You will be doing secondary analysis of one aspect of the open data from the Schroeder and Epley (2015) paper provided on NILE. The research problem is stated thus:
Imagine you were a job candidate trying to pitch your skills to a potential employer. Would you be more likely to get the job after giving a short speech describing your skills, or after writing a short speech and having a potential employer read those words? That was the question raised by Schroeder and Epley (2015). The authors predicted that a person’s speech (i.e., vocal tone, cadence, and pitch) communicates information about their intellect better than their written words (even if they are the same words as in the speech).
To examine this possibility, the authors randomly assigned 39 professional recruiters for Fortune 500 companies to one of two conditions.
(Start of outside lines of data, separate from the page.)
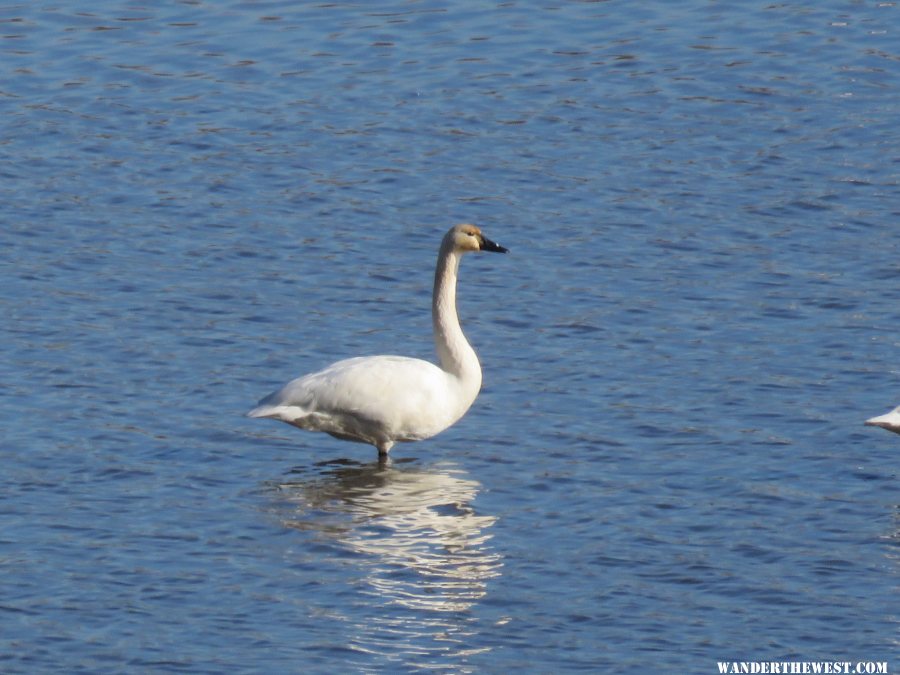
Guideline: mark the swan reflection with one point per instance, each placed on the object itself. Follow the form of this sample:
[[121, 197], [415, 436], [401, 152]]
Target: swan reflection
[[425, 547]]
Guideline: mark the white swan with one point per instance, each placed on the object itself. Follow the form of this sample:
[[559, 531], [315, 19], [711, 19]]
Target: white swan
[[385, 399], [889, 421]]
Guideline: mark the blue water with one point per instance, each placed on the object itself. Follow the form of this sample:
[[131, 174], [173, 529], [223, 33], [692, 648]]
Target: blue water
[[666, 466]]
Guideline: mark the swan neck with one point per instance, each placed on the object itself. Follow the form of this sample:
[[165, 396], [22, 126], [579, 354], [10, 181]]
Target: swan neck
[[455, 353]]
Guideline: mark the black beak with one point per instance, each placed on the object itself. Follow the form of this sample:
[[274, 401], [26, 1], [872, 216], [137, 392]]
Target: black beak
[[488, 245]]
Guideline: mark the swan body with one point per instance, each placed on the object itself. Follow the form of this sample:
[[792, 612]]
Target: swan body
[[889, 421], [381, 400]]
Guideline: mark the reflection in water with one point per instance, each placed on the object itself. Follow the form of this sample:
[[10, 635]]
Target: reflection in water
[[426, 557]]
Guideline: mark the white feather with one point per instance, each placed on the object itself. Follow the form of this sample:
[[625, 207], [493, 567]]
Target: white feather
[[384, 399]]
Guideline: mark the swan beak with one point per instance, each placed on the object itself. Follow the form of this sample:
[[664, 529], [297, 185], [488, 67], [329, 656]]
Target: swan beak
[[488, 245], [884, 424]]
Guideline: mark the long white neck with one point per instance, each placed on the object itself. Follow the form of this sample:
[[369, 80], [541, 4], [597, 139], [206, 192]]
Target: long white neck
[[455, 353]]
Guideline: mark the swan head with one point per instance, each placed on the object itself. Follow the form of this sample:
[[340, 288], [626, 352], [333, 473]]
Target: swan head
[[466, 238]]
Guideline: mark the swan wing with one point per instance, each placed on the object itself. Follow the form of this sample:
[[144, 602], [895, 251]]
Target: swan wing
[[370, 399]]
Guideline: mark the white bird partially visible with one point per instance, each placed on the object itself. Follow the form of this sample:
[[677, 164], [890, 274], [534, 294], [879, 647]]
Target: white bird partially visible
[[385, 399], [889, 421]]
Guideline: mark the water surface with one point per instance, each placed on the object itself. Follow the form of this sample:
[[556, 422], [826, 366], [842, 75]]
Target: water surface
[[667, 465]]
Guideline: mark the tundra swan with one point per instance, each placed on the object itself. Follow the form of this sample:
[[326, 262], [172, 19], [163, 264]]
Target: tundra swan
[[889, 421], [385, 399]]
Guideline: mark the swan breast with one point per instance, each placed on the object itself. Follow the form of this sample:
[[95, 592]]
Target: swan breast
[[372, 399]]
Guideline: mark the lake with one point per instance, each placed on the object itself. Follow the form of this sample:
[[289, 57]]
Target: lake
[[667, 465]]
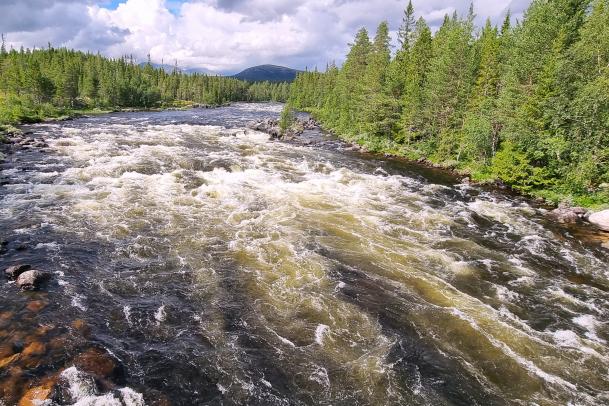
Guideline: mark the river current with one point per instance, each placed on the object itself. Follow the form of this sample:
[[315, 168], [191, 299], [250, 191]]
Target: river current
[[217, 267]]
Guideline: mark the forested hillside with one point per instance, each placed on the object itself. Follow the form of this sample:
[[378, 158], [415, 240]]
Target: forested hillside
[[35, 84], [527, 103]]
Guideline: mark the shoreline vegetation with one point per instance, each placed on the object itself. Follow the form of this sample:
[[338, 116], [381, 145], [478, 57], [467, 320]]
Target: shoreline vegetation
[[54, 84], [526, 105]]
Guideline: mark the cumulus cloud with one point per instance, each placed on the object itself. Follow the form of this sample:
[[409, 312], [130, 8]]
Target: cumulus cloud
[[219, 35]]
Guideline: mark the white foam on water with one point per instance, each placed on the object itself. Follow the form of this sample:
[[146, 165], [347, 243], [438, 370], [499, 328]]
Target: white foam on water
[[320, 331], [84, 391], [160, 315], [127, 313], [590, 323]]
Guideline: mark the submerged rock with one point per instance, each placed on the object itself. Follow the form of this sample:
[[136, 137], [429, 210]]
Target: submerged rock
[[31, 280], [600, 219], [568, 215], [14, 271]]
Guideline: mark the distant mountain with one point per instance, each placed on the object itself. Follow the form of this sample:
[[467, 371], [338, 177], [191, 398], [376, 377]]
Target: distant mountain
[[271, 73]]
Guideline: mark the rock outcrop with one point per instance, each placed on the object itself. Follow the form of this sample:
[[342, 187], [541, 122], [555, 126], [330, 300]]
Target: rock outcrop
[[32, 280], [600, 219], [569, 215], [14, 271], [271, 127]]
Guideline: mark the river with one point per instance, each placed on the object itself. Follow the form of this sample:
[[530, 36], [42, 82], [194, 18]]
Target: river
[[209, 265]]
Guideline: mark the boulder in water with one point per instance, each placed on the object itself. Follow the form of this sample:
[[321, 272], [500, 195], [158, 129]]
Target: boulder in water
[[568, 215], [600, 219], [31, 280], [14, 271]]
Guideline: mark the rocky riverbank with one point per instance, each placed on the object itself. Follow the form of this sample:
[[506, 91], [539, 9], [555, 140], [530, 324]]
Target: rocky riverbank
[[271, 126]]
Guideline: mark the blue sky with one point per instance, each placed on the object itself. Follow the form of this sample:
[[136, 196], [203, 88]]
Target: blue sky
[[222, 36]]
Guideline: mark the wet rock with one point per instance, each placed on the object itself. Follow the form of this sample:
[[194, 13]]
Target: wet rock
[[568, 215], [82, 327], [32, 280], [4, 362], [35, 348], [600, 219], [36, 396], [98, 363], [14, 271], [40, 394], [36, 305], [6, 350], [11, 386]]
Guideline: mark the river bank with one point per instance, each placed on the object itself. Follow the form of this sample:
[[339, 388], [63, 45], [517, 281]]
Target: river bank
[[197, 262], [559, 211]]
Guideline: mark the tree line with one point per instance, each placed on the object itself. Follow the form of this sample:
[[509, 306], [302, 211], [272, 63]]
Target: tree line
[[40, 83], [525, 103]]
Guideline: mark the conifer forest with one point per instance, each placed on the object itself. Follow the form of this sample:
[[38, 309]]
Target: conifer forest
[[526, 103]]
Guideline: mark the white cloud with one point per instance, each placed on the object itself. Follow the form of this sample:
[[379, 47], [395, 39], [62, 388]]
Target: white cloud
[[220, 35]]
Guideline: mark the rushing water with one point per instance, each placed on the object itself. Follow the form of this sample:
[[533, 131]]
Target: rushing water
[[218, 267]]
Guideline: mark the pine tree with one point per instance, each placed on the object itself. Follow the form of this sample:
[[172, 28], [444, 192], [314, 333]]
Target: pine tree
[[407, 27]]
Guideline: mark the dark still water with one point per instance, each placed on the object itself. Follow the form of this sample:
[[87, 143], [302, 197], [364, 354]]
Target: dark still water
[[196, 262]]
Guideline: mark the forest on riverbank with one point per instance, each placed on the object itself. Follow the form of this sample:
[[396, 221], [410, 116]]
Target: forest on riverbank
[[46, 83], [524, 103]]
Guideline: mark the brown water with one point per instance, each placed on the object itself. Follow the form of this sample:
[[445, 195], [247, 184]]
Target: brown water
[[217, 267]]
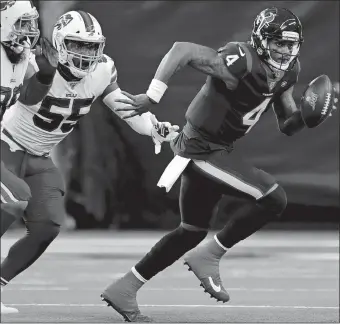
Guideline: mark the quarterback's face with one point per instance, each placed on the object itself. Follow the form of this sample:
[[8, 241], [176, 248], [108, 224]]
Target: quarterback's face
[[281, 50]]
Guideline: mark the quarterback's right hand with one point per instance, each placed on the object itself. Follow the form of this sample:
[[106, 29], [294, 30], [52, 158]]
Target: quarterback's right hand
[[47, 57]]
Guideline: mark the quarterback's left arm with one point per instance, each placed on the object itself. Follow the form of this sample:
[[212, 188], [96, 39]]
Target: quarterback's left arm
[[145, 124], [288, 114]]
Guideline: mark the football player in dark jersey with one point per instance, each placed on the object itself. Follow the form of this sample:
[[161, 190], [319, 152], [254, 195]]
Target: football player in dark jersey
[[244, 80]]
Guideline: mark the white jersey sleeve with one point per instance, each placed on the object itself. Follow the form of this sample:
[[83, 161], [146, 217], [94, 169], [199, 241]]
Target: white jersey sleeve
[[38, 128]]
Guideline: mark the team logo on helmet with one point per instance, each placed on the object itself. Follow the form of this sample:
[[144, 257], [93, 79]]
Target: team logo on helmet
[[63, 21], [264, 19], [4, 4]]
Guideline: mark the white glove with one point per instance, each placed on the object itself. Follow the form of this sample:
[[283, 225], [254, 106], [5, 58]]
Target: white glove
[[162, 132]]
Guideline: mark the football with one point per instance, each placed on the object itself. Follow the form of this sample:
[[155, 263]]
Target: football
[[317, 101]]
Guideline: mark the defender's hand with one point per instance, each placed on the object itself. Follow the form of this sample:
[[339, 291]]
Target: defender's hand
[[47, 57], [162, 132], [139, 104]]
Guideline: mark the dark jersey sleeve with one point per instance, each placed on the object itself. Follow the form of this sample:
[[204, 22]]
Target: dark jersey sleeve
[[237, 59]]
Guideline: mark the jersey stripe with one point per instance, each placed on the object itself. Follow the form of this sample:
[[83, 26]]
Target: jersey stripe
[[113, 75], [89, 26]]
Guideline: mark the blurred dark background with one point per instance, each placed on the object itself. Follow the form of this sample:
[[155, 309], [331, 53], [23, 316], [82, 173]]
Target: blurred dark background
[[111, 172]]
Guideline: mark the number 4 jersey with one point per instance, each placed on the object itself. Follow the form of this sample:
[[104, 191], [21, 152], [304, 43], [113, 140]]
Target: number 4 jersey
[[220, 115], [40, 127]]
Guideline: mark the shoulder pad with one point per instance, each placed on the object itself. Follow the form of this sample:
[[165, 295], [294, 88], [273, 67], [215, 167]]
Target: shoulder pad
[[236, 58], [31, 60], [107, 66]]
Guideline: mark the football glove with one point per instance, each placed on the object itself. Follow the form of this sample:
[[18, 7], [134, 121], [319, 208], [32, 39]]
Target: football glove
[[162, 132]]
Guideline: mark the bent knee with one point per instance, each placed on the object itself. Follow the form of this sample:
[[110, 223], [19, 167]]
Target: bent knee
[[15, 209], [194, 233], [275, 201]]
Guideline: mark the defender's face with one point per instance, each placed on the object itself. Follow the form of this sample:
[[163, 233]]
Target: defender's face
[[281, 50]]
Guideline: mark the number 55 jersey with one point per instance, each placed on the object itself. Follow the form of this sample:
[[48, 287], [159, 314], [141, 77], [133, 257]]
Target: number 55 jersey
[[40, 127]]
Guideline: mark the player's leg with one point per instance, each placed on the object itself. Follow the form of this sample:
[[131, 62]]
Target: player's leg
[[43, 217], [198, 198], [267, 201], [15, 193]]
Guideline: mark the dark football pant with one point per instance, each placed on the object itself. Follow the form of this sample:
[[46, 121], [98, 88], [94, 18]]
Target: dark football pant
[[203, 184], [44, 213], [15, 194]]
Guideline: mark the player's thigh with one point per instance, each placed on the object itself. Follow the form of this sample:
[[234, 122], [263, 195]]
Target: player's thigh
[[13, 189], [199, 196], [47, 202], [236, 176], [14, 160]]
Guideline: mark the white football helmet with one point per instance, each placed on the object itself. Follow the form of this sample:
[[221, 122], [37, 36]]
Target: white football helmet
[[19, 20], [78, 38]]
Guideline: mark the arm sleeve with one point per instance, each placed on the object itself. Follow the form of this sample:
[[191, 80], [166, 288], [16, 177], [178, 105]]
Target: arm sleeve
[[237, 58]]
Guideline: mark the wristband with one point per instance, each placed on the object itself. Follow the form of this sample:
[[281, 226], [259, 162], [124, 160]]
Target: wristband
[[156, 90]]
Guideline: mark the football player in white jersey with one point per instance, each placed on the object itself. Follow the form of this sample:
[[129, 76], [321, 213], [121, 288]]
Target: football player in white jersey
[[19, 33], [30, 132]]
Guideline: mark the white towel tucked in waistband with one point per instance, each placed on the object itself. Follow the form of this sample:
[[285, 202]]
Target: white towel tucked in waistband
[[172, 172]]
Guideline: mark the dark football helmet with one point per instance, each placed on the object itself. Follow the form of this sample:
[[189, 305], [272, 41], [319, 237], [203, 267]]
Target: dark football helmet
[[277, 24]]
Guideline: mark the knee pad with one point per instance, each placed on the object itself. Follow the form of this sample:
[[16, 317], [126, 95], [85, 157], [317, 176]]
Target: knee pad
[[190, 234], [15, 209], [275, 201], [43, 231]]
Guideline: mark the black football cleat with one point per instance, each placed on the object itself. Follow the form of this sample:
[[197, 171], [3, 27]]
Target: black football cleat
[[206, 269], [124, 302]]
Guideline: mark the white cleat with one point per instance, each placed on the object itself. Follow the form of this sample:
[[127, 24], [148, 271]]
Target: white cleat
[[8, 310]]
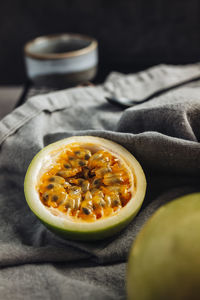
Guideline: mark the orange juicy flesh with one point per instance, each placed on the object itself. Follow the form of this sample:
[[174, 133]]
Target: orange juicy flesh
[[85, 184]]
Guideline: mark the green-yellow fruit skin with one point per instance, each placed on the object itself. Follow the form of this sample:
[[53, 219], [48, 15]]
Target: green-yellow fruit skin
[[90, 236], [164, 262], [69, 232]]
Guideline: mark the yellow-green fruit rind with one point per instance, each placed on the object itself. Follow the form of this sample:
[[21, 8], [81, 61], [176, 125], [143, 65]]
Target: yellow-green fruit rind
[[84, 230], [164, 261]]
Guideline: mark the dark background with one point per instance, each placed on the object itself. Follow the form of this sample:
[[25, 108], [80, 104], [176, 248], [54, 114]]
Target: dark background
[[132, 34]]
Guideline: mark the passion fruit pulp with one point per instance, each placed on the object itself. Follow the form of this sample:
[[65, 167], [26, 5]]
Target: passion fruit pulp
[[85, 187], [164, 262]]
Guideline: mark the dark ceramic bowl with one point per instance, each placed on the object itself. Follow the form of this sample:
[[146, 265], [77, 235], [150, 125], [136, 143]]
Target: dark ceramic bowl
[[61, 59]]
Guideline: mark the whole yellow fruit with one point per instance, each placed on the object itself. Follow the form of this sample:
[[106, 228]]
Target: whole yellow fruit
[[164, 261]]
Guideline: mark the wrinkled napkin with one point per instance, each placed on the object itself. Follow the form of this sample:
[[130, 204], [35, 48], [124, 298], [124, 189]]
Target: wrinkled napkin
[[163, 134]]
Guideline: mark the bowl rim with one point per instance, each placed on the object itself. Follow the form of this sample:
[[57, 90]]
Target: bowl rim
[[46, 56]]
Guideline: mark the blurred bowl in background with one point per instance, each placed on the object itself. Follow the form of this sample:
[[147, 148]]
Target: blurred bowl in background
[[61, 60]]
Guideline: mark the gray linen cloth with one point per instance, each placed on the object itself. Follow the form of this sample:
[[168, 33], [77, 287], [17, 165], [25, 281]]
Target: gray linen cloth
[[164, 136]]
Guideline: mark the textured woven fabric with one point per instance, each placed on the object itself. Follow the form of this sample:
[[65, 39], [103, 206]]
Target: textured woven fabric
[[163, 134]]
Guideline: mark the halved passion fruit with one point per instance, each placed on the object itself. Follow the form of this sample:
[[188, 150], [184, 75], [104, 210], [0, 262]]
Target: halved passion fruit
[[85, 187]]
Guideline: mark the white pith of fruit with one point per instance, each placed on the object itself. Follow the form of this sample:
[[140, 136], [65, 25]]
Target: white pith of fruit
[[46, 157]]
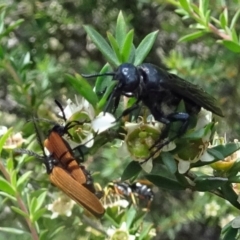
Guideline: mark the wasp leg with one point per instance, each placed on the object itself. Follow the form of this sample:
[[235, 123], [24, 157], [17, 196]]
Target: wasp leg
[[173, 117]]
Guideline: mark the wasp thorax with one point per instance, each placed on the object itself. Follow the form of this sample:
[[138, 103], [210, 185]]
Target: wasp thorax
[[128, 77]]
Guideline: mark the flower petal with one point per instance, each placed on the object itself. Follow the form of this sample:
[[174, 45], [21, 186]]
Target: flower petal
[[3, 130], [206, 157], [183, 166], [147, 166], [103, 122]]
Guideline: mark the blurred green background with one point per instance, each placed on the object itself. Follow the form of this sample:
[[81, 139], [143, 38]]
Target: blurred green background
[[52, 42]]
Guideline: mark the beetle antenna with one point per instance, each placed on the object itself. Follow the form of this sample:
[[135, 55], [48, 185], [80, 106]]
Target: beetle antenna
[[61, 108], [41, 119], [97, 75], [28, 152], [38, 136]]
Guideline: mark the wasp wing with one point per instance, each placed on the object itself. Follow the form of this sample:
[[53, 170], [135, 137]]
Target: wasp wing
[[190, 91]]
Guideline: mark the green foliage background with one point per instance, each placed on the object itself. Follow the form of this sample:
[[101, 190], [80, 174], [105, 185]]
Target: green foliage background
[[51, 42]]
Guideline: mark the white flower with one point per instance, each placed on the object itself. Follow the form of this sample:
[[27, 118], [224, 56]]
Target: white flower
[[103, 122], [211, 209], [14, 141], [226, 219], [83, 109], [62, 206], [236, 222], [120, 233], [3, 130], [140, 138], [196, 149], [204, 118]]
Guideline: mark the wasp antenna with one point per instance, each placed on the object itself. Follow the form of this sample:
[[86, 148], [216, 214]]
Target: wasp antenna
[[38, 135], [110, 100], [28, 152], [41, 119], [97, 75], [61, 108]]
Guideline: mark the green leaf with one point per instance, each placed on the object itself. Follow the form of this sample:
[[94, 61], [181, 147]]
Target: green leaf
[[127, 46], [192, 36], [41, 199], [219, 153], [145, 231], [2, 16], [114, 45], [13, 231], [11, 28], [224, 18], [231, 233], [232, 46], [32, 207], [6, 195], [84, 88], [10, 164], [23, 180], [207, 17], [185, 5], [56, 231], [13, 177], [230, 195], [39, 213], [102, 82], [209, 183], [44, 234], [234, 35], [104, 99], [4, 138], [164, 182], [121, 30], [102, 46], [5, 186], [234, 19], [226, 149], [19, 211], [132, 170], [131, 214], [144, 47], [169, 162], [203, 7]]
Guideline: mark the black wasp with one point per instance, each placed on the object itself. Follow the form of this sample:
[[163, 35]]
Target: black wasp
[[161, 92]]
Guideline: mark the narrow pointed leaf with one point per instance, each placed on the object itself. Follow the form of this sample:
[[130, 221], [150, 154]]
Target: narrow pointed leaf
[[132, 169], [169, 162], [19, 211], [209, 183], [84, 88], [121, 30], [144, 47], [164, 182], [185, 5], [234, 47], [5, 186], [234, 19], [114, 45], [127, 46], [13, 231], [230, 195], [39, 213], [4, 138], [23, 179], [192, 36], [102, 45], [231, 233]]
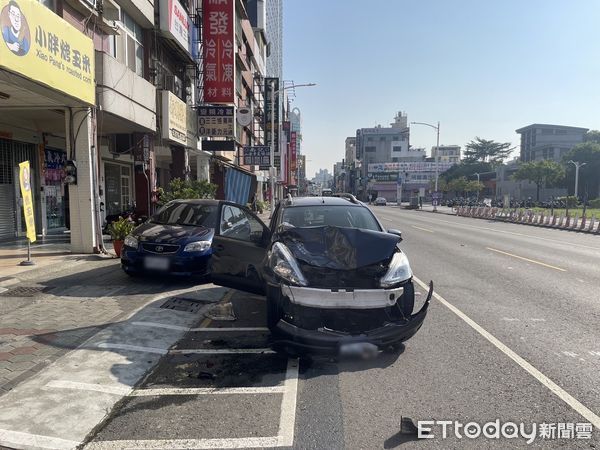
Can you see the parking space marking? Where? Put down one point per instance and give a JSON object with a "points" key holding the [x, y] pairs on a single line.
{"points": [[165, 326], [28, 440], [543, 379], [526, 259], [230, 329], [207, 391], [220, 351], [177, 444], [284, 438], [287, 419], [65, 384], [423, 229], [135, 348]]}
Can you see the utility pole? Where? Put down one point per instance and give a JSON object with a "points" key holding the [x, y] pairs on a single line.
{"points": [[577, 165]]}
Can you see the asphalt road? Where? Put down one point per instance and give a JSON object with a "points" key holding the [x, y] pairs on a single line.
{"points": [[514, 336]]}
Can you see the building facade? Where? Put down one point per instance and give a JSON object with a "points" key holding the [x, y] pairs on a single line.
{"points": [[543, 141]]}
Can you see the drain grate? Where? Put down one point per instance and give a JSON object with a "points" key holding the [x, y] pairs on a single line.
{"points": [[23, 291], [183, 304]]}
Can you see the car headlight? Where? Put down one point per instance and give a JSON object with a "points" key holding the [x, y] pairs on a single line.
{"points": [[399, 271], [131, 241], [198, 246], [283, 264]]}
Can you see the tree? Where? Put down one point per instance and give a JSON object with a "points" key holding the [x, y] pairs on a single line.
{"points": [[589, 178], [466, 169], [543, 173], [482, 150], [179, 188]]}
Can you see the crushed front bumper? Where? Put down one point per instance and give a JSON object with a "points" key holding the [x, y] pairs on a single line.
{"points": [[327, 341]]}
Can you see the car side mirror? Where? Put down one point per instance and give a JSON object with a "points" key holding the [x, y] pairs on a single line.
{"points": [[396, 232]]}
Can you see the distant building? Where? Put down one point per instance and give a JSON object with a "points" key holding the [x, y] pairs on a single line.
{"points": [[542, 141], [447, 153], [274, 33]]}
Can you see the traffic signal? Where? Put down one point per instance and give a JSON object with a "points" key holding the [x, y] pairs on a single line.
{"points": [[70, 172]]}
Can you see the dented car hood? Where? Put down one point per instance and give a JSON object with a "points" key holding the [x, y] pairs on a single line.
{"points": [[339, 248]]}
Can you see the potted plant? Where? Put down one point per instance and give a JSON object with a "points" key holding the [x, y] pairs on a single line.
{"points": [[118, 230]]}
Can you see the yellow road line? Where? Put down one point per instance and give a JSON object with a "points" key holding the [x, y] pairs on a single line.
{"points": [[424, 229], [526, 259]]}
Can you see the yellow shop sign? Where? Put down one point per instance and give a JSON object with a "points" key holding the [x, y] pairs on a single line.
{"points": [[39, 45]]}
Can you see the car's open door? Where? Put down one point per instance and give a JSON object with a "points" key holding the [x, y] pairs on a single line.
{"points": [[239, 249]]}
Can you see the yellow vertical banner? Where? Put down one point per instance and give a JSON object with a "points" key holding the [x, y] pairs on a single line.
{"points": [[25, 182]]}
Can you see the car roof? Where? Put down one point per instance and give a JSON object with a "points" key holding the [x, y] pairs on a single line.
{"points": [[320, 201], [198, 201]]}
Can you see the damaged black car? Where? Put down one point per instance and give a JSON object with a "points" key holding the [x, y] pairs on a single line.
{"points": [[335, 280]]}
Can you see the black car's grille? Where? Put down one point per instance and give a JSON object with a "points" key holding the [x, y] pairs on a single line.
{"points": [[362, 278], [160, 249]]}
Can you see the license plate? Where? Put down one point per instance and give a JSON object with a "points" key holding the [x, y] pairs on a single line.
{"points": [[156, 263], [359, 349]]}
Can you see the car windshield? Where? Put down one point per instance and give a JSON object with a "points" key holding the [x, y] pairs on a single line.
{"points": [[187, 214], [335, 216]]}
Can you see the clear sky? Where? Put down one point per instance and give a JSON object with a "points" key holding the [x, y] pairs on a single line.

In the audio condition, participants listened to audio recordings of a job candidate’s spoken job pitch. In the transcript condition, participants read a transcription of the job candidate’s pitch. After hearing or reading the pitch, the participants rated the job candidates on three dimensions: intelligence, competence, and thoughtfulness. These ratings were then averaged to create a single measure of the job candidate’s intellect, with higher scores indicating the recruiters rated the candidates as higher in intellect.
You must develop a hypothesis to test whether recruiters differed in their judgement of the intellect of the candidates based on the format of their presentation (written or verbal), run the analysis and produce a 1,500-word report in the usual format. Your literature review must include at least one reference from after the publication of the original paper (2015). Notes will be posted on NILE to provide some advice on producing the methodology section. The results and discussion sections will be as usual. You must include a copy of your SPSS output in an appendix so that your marker can see how you arrived at your analysis.